Long-time opponent of LGBTI+ rights Senator Eric Abetz has said that the bill currently before the parliament to make changes to the Marriage Act goes far beyond the question that was put to the Australian people in the postal survey.

Speaking in the Upper House today, Senator Abetz argued that marriage is a social unit that pre-existed the nation state and parliaments.

“It is common to all cultures and its very rationale is about the best way for raising and socialising the next generation, providing the certainty and stability of the biological parents and the diversity of a female and male role model,” the Tasmanian senator said.

Quoting philosopher Bertrand Russell, Abetz noted that “it is through children alone that sexual relations became of importance to society.”

Senator Abetz said there was a long-standing link between children and marriage and that the UN Charter only extended the human right of marriage to men and women who aimed to form a family.

“Same-sex marriage is not a recognised human right such as freedom of speech, marriage between a man and a woman and freedom of religion, amongst others.”

“That of course does not of itself stop parliaments from legislating for it, and I suspect at the end of this process Australia will have changed its law on marriage.
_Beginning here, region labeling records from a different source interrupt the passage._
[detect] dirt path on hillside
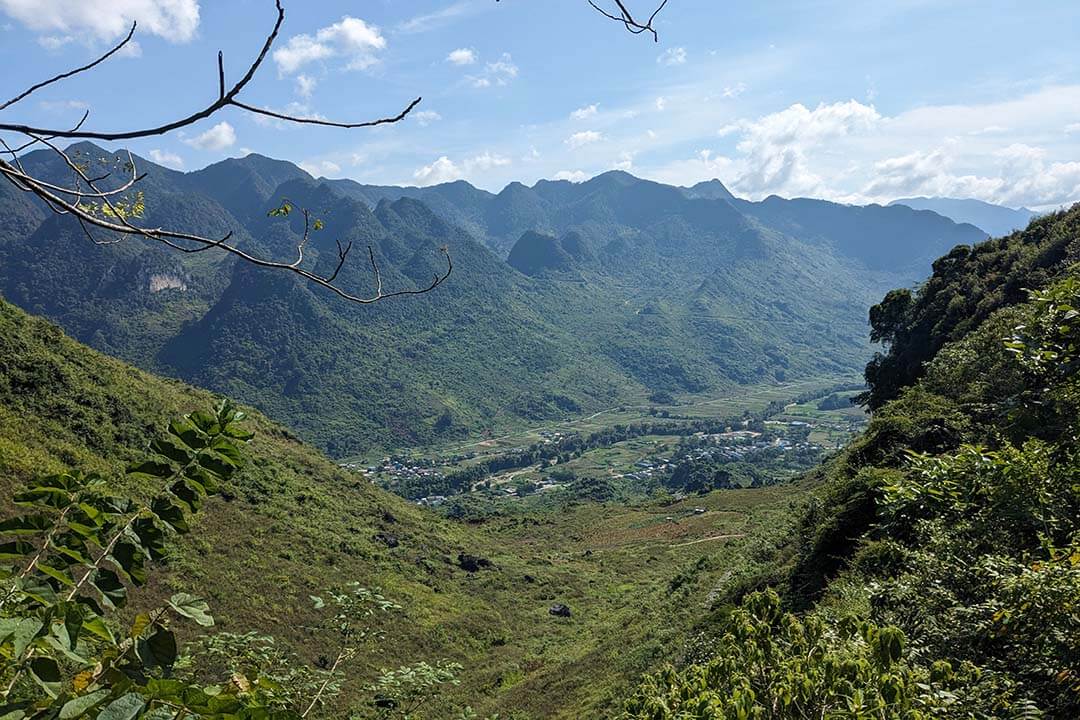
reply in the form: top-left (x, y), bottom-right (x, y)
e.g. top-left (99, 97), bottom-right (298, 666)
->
top-left (669, 532), bottom-right (746, 547)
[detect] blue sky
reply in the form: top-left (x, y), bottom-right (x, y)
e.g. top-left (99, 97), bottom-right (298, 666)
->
top-left (0, 0), bottom-right (1080, 207)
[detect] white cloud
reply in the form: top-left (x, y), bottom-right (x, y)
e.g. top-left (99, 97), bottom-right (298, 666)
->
top-left (734, 100), bottom-right (881, 194)
top-left (184, 121), bottom-right (237, 150)
top-left (630, 84), bottom-right (1080, 208)
top-left (468, 53), bottom-right (517, 87)
top-left (861, 141), bottom-right (1080, 206)
top-left (446, 47), bottom-right (476, 65)
top-left (465, 152), bottom-right (510, 175)
top-left (552, 169), bottom-right (589, 182)
top-left (0, 0), bottom-right (199, 42)
top-left (38, 100), bottom-right (90, 112)
top-left (565, 130), bottom-right (604, 149)
top-left (38, 35), bottom-right (75, 52)
top-left (720, 82), bottom-right (746, 99)
top-left (300, 160), bottom-right (341, 177)
top-left (395, 0), bottom-right (476, 33)
top-left (149, 148), bottom-right (184, 169)
top-left (413, 110), bottom-right (443, 127)
top-left (413, 155), bottom-right (462, 186)
top-left (296, 73), bottom-right (319, 97)
top-left (570, 103), bottom-right (599, 120)
top-left (273, 15), bottom-right (387, 74)
top-left (657, 47), bottom-right (686, 66)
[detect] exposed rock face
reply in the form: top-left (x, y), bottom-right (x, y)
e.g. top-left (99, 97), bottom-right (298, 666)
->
top-left (150, 275), bottom-right (188, 293)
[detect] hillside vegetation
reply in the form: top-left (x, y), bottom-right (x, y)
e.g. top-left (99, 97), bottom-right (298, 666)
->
top-left (626, 208), bottom-right (1080, 720)
top-left (0, 144), bottom-right (982, 458)
top-left (0, 303), bottom-right (801, 720)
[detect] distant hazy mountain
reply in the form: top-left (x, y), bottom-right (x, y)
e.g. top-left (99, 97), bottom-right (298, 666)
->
top-left (889, 198), bottom-right (1036, 237)
top-left (0, 151), bottom-right (983, 456)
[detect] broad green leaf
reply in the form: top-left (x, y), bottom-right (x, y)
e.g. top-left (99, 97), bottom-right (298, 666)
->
top-left (168, 593), bottom-right (214, 627)
top-left (0, 540), bottom-right (38, 560)
top-left (110, 540), bottom-right (147, 586)
top-left (132, 517), bottom-right (167, 560)
top-left (150, 437), bottom-right (194, 465)
top-left (0, 515), bottom-right (53, 535)
top-left (29, 655), bottom-right (64, 697)
top-left (82, 615), bottom-right (116, 642)
top-left (168, 419), bottom-right (207, 450)
top-left (150, 498), bottom-right (190, 533)
top-left (92, 568), bottom-right (127, 608)
top-left (127, 460), bottom-right (176, 480)
top-left (97, 693), bottom-right (146, 720)
top-left (37, 562), bottom-right (75, 587)
top-left (12, 617), bottom-right (44, 658)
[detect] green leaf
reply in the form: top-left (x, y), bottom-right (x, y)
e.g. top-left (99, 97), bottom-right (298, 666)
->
top-left (199, 454), bottom-right (237, 479)
top-left (97, 693), bottom-right (146, 720)
top-left (168, 479), bottom-right (205, 512)
top-left (12, 486), bottom-right (72, 510)
top-left (132, 517), bottom-right (167, 560)
top-left (0, 540), bottom-right (38, 560)
top-left (37, 562), bottom-right (75, 587)
top-left (150, 498), bottom-right (190, 533)
top-left (12, 617), bottom-right (45, 658)
top-left (168, 593), bottom-right (214, 627)
top-left (188, 410), bottom-right (221, 435)
top-left (29, 655), bottom-right (64, 697)
top-left (137, 627), bottom-right (177, 670)
top-left (18, 576), bottom-right (56, 607)
top-left (0, 515), bottom-right (53, 535)
top-left (109, 540), bottom-right (148, 586)
top-left (82, 614), bottom-right (116, 642)
top-left (168, 419), bottom-right (206, 450)
top-left (93, 568), bottom-right (127, 608)
top-left (150, 437), bottom-right (194, 465)
top-left (127, 460), bottom-right (176, 480)
top-left (59, 690), bottom-right (111, 720)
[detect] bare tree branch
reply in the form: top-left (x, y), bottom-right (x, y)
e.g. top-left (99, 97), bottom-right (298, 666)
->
top-left (589, 0), bottom-right (667, 42)
top-left (495, 0), bottom-right (667, 42)
top-left (0, 0), bottom-right (667, 304)
top-left (0, 0), bottom-right (421, 140)
top-left (0, 23), bottom-right (138, 110)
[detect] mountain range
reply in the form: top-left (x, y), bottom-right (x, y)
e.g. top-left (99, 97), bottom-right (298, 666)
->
top-left (889, 198), bottom-right (1038, 237)
top-left (0, 144), bottom-right (985, 457)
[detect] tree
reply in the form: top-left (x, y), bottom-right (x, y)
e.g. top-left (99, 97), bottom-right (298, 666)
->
top-left (0, 0), bottom-right (667, 303)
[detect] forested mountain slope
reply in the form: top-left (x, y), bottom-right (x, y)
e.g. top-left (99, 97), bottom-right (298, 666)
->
top-left (626, 207), bottom-right (1080, 720)
top-left (328, 171), bottom-right (986, 281)
top-left (889, 198), bottom-right (1037, 237)
top-left (0, 144), bottom-right (971, 456)
top-left (0, 301), bottom-right (795, 720)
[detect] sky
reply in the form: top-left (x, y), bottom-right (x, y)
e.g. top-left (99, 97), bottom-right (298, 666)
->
top-left (0, 0), bottom-right (1080, 209)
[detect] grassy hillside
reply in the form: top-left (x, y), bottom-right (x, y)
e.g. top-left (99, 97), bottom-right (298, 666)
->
top-left (0, 303), bottom-right (800, 720)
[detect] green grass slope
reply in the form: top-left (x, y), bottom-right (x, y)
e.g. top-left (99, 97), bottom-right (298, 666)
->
top-left (0, 295), bottom-right (812, 720)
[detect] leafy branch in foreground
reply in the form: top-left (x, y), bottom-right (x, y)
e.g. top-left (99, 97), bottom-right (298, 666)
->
top-left (0, 400), bottom-right (486, 720)
top-left (0, 0), bottom-right (667, 304)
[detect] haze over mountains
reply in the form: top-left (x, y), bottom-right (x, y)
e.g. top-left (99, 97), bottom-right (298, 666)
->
top-left (0, 145), bottom-right (986, 457)
top-left (889, 198), bottom-right (1037, 237)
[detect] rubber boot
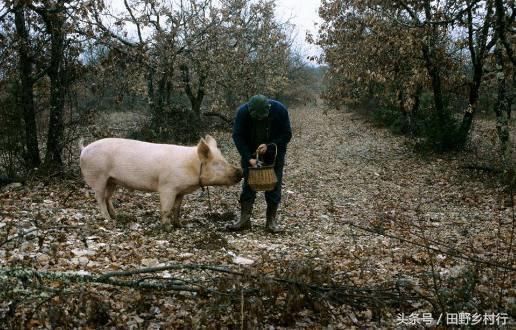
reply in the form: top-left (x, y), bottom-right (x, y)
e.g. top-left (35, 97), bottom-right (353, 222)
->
top-left (226, 202), bottom-right (253, 231)
top-left (265, 204), bottom-right (283, 234)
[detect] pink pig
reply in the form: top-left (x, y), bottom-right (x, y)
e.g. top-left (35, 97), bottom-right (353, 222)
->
top-left (80, 135), bottom-right (242, 229)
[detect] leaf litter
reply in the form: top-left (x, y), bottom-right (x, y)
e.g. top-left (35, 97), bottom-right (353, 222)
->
top-left (0, 108), bottom-right (516, 329)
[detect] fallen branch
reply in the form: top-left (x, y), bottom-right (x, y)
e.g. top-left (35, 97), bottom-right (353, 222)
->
top-left (0, 264), bottom-right (416, 308)
top-left (343, 221), bottom-right (516, 272)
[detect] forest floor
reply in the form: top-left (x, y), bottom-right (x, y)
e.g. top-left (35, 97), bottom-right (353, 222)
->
top-left (0, 102), bottom-right (516, 329)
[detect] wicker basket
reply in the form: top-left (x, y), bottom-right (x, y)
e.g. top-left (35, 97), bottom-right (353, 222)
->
top-left (247, 147), bottom-right (278, 191)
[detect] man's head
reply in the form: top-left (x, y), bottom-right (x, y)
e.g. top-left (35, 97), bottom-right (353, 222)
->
top-left (248, 95), bottom-right (271, 120)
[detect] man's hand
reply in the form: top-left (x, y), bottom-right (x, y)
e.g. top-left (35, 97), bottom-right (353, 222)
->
top-left (256, 144), bottom-right (267, 155)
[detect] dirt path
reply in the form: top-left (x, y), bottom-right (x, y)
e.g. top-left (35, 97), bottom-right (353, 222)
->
top-left (0, 102), bottom-right (512, 327)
It’s a change I regret, for the sake of our children, but recognise Australians voted for such a change.”

“But let’s be clear – what were Australians asked during the postal survey? “Should the law be changed to allow same-sex couples to marry?” The legislation before us is not restricted to same-sex couples, it goes a lot further. The explanatory memorandum tells us under Item 3: Definition of Marriage at Paragraph 13 “same sex couples and others will be able to marry for example this would include an intersex person and a gender diverse person who is legally recognised as having a non-specific gender.”

Senator Abetz went on to assert that the outcome may have been different should that postal survey question have included intersex and gender diverse people, despite many who identify as such already being allowed to marry under our current laws.

“The bill therefore goes further than that which was approved by the Australian people and adopts the ideology of gender fluidity which is part of the much discredited, rightly reviled and Orwellian-ly misnamed Safe Schools program. If gender fluidity were part of the campaign, the result may have been different.”

“If this was always intended then the question then the question should have been explicit. Australians deserve an explanation as to why it wasn’t.”

Debate on Senator Smith’s Marriage Bill is due to continue in the Senate into the evening, with time being extended into tomorrow’s session.